OTB Thanksgiving Caption Contest

Time for the Thursday OTB Caption ContestTM

Time for the Thursday OTB Caption ContestTM


Nicholas Kamm / AFP – Getty Images

Winners will be announced after Monday PM.

FILED UNDER: Uncategorized,
Rodney Dill
About Rodney Dill
Rodney is an IT Implementation Consultant in the Motor City and working within the Automotive Industry. He contributed to OTB from November 2004 until retiring in July 2017, hosting some 1200 OTB Caption Contests.


  1. David in KC says:

    Orange you glad I didn’t say banana?

  2. Mu says:

    Could be worse, we could be the turkeys responsible for healthcare.gov

  3. Hal 10000 says:

    The GOP leadership meets.

  4. Kenny says:

    “Did you hear we got pardoned!?”

    “Yeah, but now we have to go on the website … “

  5. John425 says:

    “Don’t worry. This one’s a Democrat. They never met a turkey they didn’t like andthey forgive everything.”.

  6. David in KC says:

    After being reincarnated, john Boehner and Mitch McConnell had some regrets from their previous lives.

  7. David in KC says:

    Good thing we were pardoned, I just took a dump in the Oval Office.

  8. Pinky says:

    “We could have pushed ham.
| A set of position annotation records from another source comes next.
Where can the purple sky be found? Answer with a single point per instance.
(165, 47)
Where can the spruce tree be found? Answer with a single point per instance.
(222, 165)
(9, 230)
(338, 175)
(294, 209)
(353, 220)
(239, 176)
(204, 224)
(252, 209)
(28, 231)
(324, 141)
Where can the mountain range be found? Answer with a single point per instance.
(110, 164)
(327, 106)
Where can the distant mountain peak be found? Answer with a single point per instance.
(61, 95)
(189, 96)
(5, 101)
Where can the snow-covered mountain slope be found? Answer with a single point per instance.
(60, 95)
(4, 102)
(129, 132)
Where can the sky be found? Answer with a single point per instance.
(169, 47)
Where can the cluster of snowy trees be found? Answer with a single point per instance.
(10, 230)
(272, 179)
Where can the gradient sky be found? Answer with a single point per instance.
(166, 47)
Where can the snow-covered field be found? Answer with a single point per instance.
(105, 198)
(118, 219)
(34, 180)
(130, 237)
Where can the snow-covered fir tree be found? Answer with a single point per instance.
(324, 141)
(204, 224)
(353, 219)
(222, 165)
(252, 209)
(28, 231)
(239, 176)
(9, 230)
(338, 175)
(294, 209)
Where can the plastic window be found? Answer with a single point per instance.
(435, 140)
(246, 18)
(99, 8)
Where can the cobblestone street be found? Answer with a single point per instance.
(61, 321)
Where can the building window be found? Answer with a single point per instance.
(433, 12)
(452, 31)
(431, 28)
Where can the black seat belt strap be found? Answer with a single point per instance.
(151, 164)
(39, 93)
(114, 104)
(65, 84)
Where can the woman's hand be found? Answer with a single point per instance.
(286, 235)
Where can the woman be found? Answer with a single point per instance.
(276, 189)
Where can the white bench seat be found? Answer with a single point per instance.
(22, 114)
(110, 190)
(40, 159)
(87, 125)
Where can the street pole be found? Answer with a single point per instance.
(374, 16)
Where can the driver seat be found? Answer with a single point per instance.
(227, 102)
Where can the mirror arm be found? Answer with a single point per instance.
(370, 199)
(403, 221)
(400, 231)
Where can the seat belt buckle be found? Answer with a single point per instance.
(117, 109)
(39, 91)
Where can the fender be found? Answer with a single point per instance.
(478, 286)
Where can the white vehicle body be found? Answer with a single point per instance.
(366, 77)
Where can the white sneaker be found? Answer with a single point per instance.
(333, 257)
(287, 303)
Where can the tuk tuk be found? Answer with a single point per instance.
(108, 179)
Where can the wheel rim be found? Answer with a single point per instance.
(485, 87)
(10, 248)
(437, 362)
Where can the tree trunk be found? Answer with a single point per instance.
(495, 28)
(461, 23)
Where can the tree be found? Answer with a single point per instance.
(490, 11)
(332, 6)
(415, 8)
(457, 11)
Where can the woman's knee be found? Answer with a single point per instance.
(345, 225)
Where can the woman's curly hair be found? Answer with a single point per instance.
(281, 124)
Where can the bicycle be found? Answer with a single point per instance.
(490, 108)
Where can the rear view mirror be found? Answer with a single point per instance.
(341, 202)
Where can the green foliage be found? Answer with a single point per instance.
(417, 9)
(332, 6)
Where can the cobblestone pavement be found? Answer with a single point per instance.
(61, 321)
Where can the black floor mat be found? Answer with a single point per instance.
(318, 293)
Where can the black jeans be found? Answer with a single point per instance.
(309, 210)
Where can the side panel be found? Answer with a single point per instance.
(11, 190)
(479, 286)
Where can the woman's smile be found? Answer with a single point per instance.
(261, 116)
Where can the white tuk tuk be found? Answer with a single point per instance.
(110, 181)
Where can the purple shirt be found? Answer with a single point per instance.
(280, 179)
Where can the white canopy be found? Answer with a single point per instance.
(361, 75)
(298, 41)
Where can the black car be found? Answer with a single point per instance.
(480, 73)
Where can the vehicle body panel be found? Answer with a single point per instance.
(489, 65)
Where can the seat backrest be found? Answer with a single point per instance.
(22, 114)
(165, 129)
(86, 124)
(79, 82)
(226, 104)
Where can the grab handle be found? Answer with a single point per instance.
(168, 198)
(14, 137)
We could have pushed macaroni and cheese. But you’re the marketing genius who said that tofurkey was one good ad campaign away from becoming America’s new Thanksgiving tradition. Tofurkey! Why do I even listen to you?”

  9. OzarkHillbilly says:

    “Of coarse they’ll believe ‘Cutting taxes raises revenue’, they’re a bunch of turkeys too!

  10. Paul Hooson says:

    Hey Rodney, I hate to say it, but this this contest is a double turkey this week….

  11. Paul Hooson says:

    Congress or Obama? Pick your turkey, pick your turkey…

  12. OzarkHillbilly says:

    “At least nobody can call us ‘Chicken’.”

  13. OzarkHillbilly says:

    “What do you mean this is a black tie dinner event? We’re the guests of honor!”

  14. OzarkHillbilly says:

    “Did you here the one about the 2 peacocks and the bird of paradise? It’s a pretty fowl joke.”

  15. markm says:

    Turkey on right: “I heard the platinum plan…the $1,700/month with a $10,000 deductable and $18,000 maximum out of pocket costs….that one gives us a lifetime pardon”.

    Turkey on left: “…I snail mailed my app three weeks ago. Turkey fingers crossed”.

  16. markm says:

    “…so I am walking across the yard and some batsh*t crazy geezer fires two shotgun blasts….I was all like ‘WHAT THE CLUCK?'”

  17. markm says:

    “How the hell are we gunna get out of this mess?!?!?”

    “Not to worry….I have connections with some Jewish people…”

  18. al-Ameda says:

    “There … Now can we go?”

  19. rodney dill says:

    “Oink, oink oink.”

  20. Crusty Dem says:

    “Yeah, I was worried too, but Sarah Palin is giving a TV interview out there now, so I know we’re safe until she’s gone..”

  21. He who must not be named says:

    What would Walter White do?

  22. It’s simple really. While being tossed out of the helicopter, you scream Geronimo. Count to ten then just before you hit the ground, start flapping your wings like crazy. The law of aerodynamics does the rest.

  23. John Burgess says:

    Given the short lifespans of turkeys pardoned by Obama, this enterprising pair has filed a class action suit to stop the practice.

    Christmas trees are expected to join the suit, claiming even shorter lifespans once selected.